|
About a year ago, the Microsoft
Research Speech Techology Group released the long - awaited SAPI 5.0
SDK. It was a big hit with developers -- C++ developers, that is! The
gaping omission was a COM interface to the runtime so that VB and other
COM - compliant programming environments could use it. Obviously, there
was a huge outcry from the VB development community, which has grown quite
large, and Microsoft promised that SAPI 5.1 which would have a more or
less complete COM interface. It got so bad that some enterprising developers
wrote their own COM wrappers in the interim.

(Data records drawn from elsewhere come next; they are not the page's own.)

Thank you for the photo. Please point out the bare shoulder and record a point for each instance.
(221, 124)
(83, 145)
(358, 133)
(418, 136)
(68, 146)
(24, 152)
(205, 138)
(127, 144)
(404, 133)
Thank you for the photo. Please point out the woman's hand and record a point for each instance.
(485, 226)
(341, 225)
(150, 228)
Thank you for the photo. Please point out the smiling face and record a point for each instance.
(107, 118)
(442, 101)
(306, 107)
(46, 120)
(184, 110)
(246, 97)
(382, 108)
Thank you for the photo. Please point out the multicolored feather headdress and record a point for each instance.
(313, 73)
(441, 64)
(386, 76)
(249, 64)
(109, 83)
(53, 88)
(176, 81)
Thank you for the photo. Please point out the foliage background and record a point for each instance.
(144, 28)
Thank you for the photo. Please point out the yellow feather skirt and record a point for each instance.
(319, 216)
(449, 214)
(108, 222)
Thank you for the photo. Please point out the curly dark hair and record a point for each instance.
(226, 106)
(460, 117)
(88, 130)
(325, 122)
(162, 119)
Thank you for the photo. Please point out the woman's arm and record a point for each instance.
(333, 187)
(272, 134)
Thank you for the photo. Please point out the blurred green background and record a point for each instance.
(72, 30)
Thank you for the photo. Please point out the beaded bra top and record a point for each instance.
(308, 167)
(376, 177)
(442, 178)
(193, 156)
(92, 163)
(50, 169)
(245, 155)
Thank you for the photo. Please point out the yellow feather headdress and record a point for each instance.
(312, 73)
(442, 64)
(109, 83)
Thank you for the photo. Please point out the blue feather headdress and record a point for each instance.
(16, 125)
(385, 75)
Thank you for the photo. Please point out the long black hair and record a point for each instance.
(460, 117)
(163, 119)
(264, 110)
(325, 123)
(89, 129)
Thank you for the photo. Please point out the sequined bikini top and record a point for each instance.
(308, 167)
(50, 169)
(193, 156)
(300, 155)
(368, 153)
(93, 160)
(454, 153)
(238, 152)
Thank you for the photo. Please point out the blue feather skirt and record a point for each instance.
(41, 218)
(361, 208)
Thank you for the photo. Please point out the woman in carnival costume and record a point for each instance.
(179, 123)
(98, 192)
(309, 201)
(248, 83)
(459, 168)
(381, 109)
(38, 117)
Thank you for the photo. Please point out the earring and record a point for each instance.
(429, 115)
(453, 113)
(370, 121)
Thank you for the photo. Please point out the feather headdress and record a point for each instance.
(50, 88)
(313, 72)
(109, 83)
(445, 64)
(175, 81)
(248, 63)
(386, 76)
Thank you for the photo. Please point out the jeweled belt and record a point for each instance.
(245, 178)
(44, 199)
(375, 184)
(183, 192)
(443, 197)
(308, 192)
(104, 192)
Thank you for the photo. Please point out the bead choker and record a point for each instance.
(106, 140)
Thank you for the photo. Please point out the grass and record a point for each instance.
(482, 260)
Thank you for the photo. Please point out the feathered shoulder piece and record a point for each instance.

Well, Microsoft delivered, and SAPI
5.1 provides everything they promised, and even more - there are even
Interop assembly interfaces to allow programming against the SDK with
C# and VB.NET. In addition, Microsoft recently presented developer-attendees
at the Los Angeles PDC 2001 with the first beta of the .NET
SAPI SDK. This marks the evolution of Microsoft's long dominant position
in speech technology, and signals that Microsoft is committed to providing
speech technology interfaces for its programming environments for the
forseeable future.
I've been involved with SAPI, off and on, since version
3.0 (that's ancient history, by Internet Standard Time). I saw the SAPI
interface, particularly combined with the ease of VB programming, as a
way to explore the creation of new and useful ways to interact with the
PC. Not only because I've always been fascinated by voice technologies,
but also because my son, Andrew, who is now 13, has autism. If you know
anything about autism and related disorders, then you know that often
the speech-language processing centers of the brain in autistic individuals
don't develop at the same rate as other areas of the brain. The result
can often be language / communication related learning disabilities. Many
autistics never speak at all. In Andrew's case, he can talk just fine,
although his pronunciation especially with "L's" and "R's"
still needs some work.. Yet it's difficult for him to piece together more
than a few words at a time. This obviously is one of the major causes
of social distress, as he'd love to play more with the rest of the kids,
but he's often unable to express himself properly, and as a result, some
kids who haven't had this explained to them may think he's "strange".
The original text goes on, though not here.